Stochastic Optimization and Automatic Differentiation for Machine Learning (Spring 2018)

Coding sessions

Ipython notebooks

Projects (due May 4th 12th 16th, by email)

You can choose either of the projects below. You can complete this assignment alone or as a group of two, but I will grade them accordingly (I will have higher expectations for an assignment completed jointly by two students). Please send me, in an email to, a zip file containing your repord in pdf (not a .doc) and code in whatever format (you can send a notebook).


Implement the SDCA algorithm to estimate support Vector Machines. Test the algorithm on databases of your choice and compare it with a subgradient descent approach such as this one

Incremental methods with second order information

Implement and discuss the efficiency of the algorithm proposed in this paper by benchmarking it against SVRG (only) on a problem of your choice.

Predicting heat-maps using a 2-layer neural net and a Wasserstein loss

Download the Geographical Origin of Music dataset.

Your task will be to predict where, in the world, comes a given piece of music. The dataset you are given contains features for 1059 songs. There are 116 features per song (described in the default_plus_chromatic_features_1059_tracks file). In the following task, please report simultaneously train error and validation error of your network as a function of the number of updates you perform (you can choose to split the dataset as you see fit). Use a simple gradient descent scheme to update your network by minimizing the loss.

  • Program a 2-layer neural network, and train it using autograd, to predict the exact longitude and latitude of the music given 116 features. To define the loss function between your prediction and the actual longitude and latitude of the song, you should use the arc-cosine distance on the sphere and back-prop automatically through that loss. You can draw inspiration from these examples and other examples from autograd. Use a train/test split of your choice, and network size of your choice, knowing that your network should be of the form f(x) = tanh ( A_2 sigma(A_1 x)) where A_2 is 2times p matrix and A_1 a p times 116 matrix, sigma an activation function such as tanh or a rectified linear unit. This should output two values in [-1,1] that you should rescale and shift to suitable latitude and longitude values that can be compared with those in the dataset (typically within the min and max of these respective quantities).

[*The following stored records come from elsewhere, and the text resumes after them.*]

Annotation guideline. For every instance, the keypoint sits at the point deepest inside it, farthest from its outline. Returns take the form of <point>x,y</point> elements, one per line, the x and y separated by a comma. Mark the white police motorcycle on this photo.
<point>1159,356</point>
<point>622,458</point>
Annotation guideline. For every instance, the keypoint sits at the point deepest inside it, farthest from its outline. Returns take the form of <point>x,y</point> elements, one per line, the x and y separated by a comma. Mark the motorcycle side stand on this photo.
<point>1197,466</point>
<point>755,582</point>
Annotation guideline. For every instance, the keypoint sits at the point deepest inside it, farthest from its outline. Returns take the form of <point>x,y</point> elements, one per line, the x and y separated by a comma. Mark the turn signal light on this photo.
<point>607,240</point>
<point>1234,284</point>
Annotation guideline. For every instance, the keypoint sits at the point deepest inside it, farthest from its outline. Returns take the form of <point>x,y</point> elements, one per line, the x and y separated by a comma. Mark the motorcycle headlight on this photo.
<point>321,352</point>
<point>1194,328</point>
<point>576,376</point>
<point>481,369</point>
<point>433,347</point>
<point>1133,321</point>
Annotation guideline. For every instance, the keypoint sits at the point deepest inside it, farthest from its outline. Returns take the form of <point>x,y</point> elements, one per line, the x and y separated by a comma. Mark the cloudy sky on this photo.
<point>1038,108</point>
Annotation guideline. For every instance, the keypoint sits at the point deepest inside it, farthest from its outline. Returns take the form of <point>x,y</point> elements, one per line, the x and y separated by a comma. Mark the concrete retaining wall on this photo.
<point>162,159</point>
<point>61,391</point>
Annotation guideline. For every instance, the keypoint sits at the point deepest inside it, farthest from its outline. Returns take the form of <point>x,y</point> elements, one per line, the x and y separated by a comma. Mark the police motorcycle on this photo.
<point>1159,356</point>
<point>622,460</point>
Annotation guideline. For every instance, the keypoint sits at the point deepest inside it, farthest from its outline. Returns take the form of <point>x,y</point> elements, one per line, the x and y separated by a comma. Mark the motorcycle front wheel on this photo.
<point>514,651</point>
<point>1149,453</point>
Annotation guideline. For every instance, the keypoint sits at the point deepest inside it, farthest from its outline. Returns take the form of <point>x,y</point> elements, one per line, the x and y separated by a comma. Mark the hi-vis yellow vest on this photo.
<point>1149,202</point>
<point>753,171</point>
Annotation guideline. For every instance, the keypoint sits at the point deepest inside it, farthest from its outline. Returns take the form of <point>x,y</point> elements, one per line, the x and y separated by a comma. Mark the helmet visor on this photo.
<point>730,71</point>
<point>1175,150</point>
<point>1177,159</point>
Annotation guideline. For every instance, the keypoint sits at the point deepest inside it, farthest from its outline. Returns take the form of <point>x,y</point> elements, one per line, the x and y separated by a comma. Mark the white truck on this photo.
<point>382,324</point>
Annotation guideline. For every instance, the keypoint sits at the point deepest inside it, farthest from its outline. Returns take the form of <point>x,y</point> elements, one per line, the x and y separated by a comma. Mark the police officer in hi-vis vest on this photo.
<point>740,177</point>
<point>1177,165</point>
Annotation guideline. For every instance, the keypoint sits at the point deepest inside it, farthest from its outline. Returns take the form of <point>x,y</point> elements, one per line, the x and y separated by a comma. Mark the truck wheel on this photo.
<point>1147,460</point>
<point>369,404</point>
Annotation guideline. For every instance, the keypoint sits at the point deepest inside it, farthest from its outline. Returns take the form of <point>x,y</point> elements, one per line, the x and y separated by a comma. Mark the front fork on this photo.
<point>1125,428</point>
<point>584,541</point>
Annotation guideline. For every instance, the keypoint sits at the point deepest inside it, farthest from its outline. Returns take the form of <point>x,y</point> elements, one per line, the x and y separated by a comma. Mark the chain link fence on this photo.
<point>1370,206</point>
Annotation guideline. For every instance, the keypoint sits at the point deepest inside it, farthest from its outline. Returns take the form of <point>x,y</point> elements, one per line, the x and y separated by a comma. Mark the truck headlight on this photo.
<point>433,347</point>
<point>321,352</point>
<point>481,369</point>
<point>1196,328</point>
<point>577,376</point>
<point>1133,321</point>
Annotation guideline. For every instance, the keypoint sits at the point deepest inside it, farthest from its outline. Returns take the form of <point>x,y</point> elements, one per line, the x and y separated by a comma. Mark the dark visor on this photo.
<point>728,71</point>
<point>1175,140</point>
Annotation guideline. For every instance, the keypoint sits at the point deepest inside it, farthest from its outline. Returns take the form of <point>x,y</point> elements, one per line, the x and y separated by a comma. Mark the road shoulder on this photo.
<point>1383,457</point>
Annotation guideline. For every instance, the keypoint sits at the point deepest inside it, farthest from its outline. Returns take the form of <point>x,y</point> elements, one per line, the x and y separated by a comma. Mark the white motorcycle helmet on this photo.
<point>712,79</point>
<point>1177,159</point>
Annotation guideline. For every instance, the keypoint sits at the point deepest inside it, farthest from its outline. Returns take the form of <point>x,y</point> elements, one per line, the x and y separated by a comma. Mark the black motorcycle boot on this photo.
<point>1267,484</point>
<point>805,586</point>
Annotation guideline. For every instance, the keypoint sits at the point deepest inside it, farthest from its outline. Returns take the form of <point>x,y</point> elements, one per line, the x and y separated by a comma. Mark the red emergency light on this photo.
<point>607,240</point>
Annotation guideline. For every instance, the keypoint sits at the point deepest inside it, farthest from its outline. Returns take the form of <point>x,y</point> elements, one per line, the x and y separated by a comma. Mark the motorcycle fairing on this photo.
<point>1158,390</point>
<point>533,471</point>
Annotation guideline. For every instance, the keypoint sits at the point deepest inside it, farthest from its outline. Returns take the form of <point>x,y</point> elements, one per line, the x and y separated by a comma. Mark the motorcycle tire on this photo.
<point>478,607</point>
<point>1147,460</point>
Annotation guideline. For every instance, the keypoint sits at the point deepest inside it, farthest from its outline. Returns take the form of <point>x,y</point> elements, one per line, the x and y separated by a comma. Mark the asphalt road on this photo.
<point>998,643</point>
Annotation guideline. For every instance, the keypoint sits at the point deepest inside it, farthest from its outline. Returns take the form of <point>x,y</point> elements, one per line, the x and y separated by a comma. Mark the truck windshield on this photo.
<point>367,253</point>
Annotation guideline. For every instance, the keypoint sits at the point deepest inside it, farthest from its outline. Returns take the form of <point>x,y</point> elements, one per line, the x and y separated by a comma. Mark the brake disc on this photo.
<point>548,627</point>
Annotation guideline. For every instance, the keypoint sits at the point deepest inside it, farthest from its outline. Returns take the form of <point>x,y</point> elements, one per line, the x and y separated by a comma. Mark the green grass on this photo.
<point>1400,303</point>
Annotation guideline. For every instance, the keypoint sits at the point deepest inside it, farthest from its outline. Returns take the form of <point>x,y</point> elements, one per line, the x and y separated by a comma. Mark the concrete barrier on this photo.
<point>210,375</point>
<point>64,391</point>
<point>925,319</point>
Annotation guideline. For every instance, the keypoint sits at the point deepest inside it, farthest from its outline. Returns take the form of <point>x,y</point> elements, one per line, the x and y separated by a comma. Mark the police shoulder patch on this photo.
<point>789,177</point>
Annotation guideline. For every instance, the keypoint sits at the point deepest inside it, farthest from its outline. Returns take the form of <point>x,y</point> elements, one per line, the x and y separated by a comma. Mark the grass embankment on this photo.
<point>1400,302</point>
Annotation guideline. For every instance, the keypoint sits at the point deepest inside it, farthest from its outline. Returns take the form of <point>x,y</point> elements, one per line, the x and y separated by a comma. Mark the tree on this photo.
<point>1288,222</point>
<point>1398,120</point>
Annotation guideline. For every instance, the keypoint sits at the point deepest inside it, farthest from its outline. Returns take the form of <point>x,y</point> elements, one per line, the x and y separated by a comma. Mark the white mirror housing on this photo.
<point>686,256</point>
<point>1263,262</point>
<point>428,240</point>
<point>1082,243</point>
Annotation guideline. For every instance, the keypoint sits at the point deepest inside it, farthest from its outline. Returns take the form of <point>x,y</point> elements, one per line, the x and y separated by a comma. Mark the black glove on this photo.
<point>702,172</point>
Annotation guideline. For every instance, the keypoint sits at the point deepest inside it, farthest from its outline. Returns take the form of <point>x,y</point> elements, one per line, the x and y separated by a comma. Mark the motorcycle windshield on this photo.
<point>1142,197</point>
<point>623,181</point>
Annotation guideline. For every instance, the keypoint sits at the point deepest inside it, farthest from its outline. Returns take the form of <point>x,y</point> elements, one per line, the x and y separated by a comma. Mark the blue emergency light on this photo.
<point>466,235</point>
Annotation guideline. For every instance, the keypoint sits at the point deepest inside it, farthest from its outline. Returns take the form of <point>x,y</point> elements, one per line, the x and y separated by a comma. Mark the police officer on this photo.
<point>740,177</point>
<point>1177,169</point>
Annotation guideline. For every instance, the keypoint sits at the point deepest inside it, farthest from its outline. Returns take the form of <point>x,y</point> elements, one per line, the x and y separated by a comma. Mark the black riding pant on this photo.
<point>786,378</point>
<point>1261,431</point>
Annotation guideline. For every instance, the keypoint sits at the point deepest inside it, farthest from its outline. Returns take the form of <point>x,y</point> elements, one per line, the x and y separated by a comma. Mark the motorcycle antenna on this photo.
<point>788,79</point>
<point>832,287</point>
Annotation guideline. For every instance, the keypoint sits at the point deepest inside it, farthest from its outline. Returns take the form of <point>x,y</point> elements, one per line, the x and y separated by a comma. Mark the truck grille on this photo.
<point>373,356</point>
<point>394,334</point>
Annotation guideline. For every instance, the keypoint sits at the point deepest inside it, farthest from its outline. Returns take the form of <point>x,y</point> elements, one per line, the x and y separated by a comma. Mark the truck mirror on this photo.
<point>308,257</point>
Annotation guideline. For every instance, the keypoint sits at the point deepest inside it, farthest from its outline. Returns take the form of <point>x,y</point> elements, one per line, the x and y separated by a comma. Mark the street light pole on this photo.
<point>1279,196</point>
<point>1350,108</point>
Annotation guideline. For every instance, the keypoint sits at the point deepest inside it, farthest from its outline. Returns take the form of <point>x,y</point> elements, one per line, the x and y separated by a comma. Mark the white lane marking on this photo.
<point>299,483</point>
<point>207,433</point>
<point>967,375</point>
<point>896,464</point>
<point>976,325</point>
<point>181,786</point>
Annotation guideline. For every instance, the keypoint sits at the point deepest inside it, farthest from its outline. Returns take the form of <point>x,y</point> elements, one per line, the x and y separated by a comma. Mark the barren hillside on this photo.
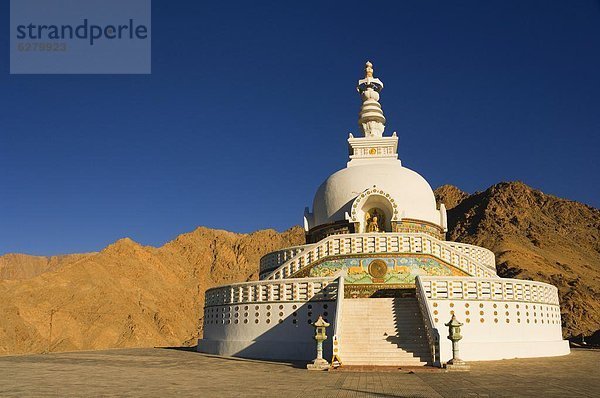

  • Knowing that it is usually difficult to pinpoint exactly the location associated with a song, I have created a dataset where location is no longer given as a point, but, instead, a heat-map on the world (discretized on a 20x20 grid). This information is stored in this text file. That text file has 1059 lines, each of which contains 400 numbers, which correspond to the 20x20 heatmap matrix (enumerated in column order, as standard). Your task is now to fit a neural network whose output is no longer two numbers, but an entire heatmap covering the world. The function you should fit now is f(x) = s-max ( A_2 sigma(A_1 x)) where A_2 is now a 400times p matrix and A_1 a p times 116 matrix, sigma an activation function, and s-max the soft-max function which ensures that the output of your network is a normalized histogram of size 400, which can be reshaped as a 20times 20 heatmap. For the loss function, the simplest choice is a Kullback-Leibler divergence, which you can easily put in your code. BONUS: Another (more involved) option is the earth mover's distance between these two histograms, using a simple squared-Euclidean distance on the grid. An efficient way to do this would be to use the function Sinkhorn in the POT toolbox, dimension reduction scripts which approximates the earth-mover's distance with a function that can be back-propped through autograd.